Interested by Matt Parkers youtube video on the UK £1.75 coin, I thought it would be interesting to challenge the assumption that all change amounts are uniform.

import matplotlib.pyplot as plt
import numpy as np
import random

These are the amounts spent in 2023 and 2024 at ICA Sweden rounded to a full krown and modulo 20 (the smalles note)

amounts=[18, 12, 12, 0, 12, 2, 16, 5, 12, 12, 8, 7, 14, 8, 8, 15, 5, 16, 8, 5, 19, 7, 18, 6, 11, 14, 19, 11, 
         6, 6, 2, 16, 7, 13, 1, 16, 13, 2, 2, 1, 7, 16, 7, 7, 1, 16, 16, 13, 19, 0, 4, 12, 7, 2, 19, 12, 11,
         12, 6, 5, 0, 4, 2, 4, 4, 12, 10, 6, 13, 9, 11, 6, 11, 5, 19, 8, 13, 1, 7, 0, 4, 10, 10, 2, 18, 1, 12, 
         19, 19, 10, 11, 7, 3, 12, 18, 14, 1, 10, 19, 3, 19, 6, 4, 13, 15, 8, 18, 9, 18, 3, 16, 6, 4, 18, 5, 17, 
         19, 5, 18, 11, 1, 17, 8, 9, 6, 12, 6, 1, 0, 19, 9, 10, 10, 0, 7, 5, 9, 17, 5, 5, 17, 6, 11, 8, 0, 16, 
         12, 3, 3, 6, 3, 14, 17, 17, 14, 2, 10, 0, 18, 2, 16, 18, 7, 17, 16, 15, 5, 6, 7, 4, 4, 12, 13, 9, 15, 
         13, 6, 17, 18, 18, 0, 2, 8, 16, 16, 6, 11, 18, 0, 4, 7, 5, 14, 9, 9, 0, 10, 4, 18, 3, 18, 5, 12, 14, 
         3, 14, 16, 1, 3, 17, 2, 3, 12, 1, 9, 7, 13, 13, 11, 9, 0, 18, 13]

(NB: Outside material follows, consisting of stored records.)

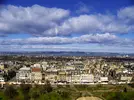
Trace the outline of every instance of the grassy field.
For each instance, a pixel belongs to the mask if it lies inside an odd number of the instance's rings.
[[[86,96],[99,97],[102,100],[134,100],[134,88],[130,85],[59,85],[53,88],[50,85],[6,87],[6,89],[0,90],[0,100],[76,100]]]

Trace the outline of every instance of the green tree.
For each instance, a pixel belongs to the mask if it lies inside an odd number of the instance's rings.
[[[32,99],[37,100],[41,95],[41,87],[36,85],[34,88],[30,89],[30,96]]]
[[[21,92],[24,96],[24,100],[29,100],[30,96],[29,96],[29,91],[31,89],[31,85],[30,84],[21,84],[20,85],[20,89],[21,89]]]
[[[11,100],[18,95],[18,92],[13,86],[8,86],[6,87],[4,94]]]
[[[50,93],[52,91],[53,91],[53,88],[52,88],[50,82],[49,81],[46,81],[46,84],[42,88],[42,92],[43,93]]]
[[[127,92],[127,88],[125,87],[123,91],[124,91],[124,92]]]
[[[33,91],[33,92],[31,93],[31,97],[32,97],[34,100],[37,100],[37,99],[39,98],[39,96],[40,96],[40,94],[39,94],[39,92],[37,92],[37,91]]]
[[[58,91],[58,93],[62,97],[62,100],[68,100],[70,98],[70,93],[68,91]]]
[[[63,100],[62,97],[56,92],[46,93],[43,95],[42,98],[40,98],[39,100]]]

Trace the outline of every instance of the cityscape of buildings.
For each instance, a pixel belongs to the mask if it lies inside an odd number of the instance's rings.
[[[26,61],[1,60],[0,82],[45,84],[49,81],[52,85],[134,82],[134,60],[133,58],[128,60],[129,57],[51,56],[49,59],[36,57],[36,62],[27,59]]]

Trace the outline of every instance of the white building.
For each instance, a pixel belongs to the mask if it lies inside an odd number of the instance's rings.
[[[46,75],[45,75],[45,79],[46,80],[49,80],[51,83],[54,83],[57,81],[57,73],[58,73],[58,70],[55,69],[55,68],[51,68],[51,69],[47,69],[45,71]]]
[[[108,77],[100,77],[100,82],[108,82]]]
[[[121,82],[130,82],[132,80],[132,77],[131,76],[121,76],[121,79],[120,81]]]
[[[71,82],[80,84],[80,75],[72,75]]]
[[[38,67],[38,68],[40,68],[41,65],[40,64],[34,64],[32,67]]]
[[[80,83],[94,83],[94,75],[82,74],[80,77]]]
[[[93,74],[72,75],[71,82],[76,84],[94,83],[94,75]]]
[[[31,80],[31,69],[30,67],[22,67],[19,69],[18,73],[16,73],[17,81],[30,81]]]
[[[0,76],[0,82],[5,82],[4,77]]]

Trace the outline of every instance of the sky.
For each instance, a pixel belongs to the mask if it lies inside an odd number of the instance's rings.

As we are interested in the change we get back, we use the rest to the bext multiple of 20.

change = [20-a for a in amounts]
plt.hist(change, bins=20)
plt.show()

png

The distribution is quite flat, but and very similar to the histogram when sampling the same number of uniform points:

plt.hist([random.randint(1,20) for _ in change], bins=20)
plt.show()

png

A simple greedy algorithm to get the number of coins required for a specific amount. Sweden only has 4 coins

def greedy_coin_change(coins, amount):
    coins = sorted(coins, reverse=True)
    count = 0
    for coin in coins:
        while amount >= coin:
            amount -= coin
            count += 1
    return count

Average number of coins using a uniform distribution

np.mean([greedy_coin_change([1,2,5,10],x) for x in range(1,20)])
np.float64(2.3157894736842106)

Average number of coins using the actual change

np.mean([greedy_coin_change([1,2,5,10],x) for x in change])
np.float64(2.3497757847533634)

What would be the best 4 coins in Sweden. But we want to be able to use the greedy algorithm, so we only check for coin sets for which greedy yields the optimal.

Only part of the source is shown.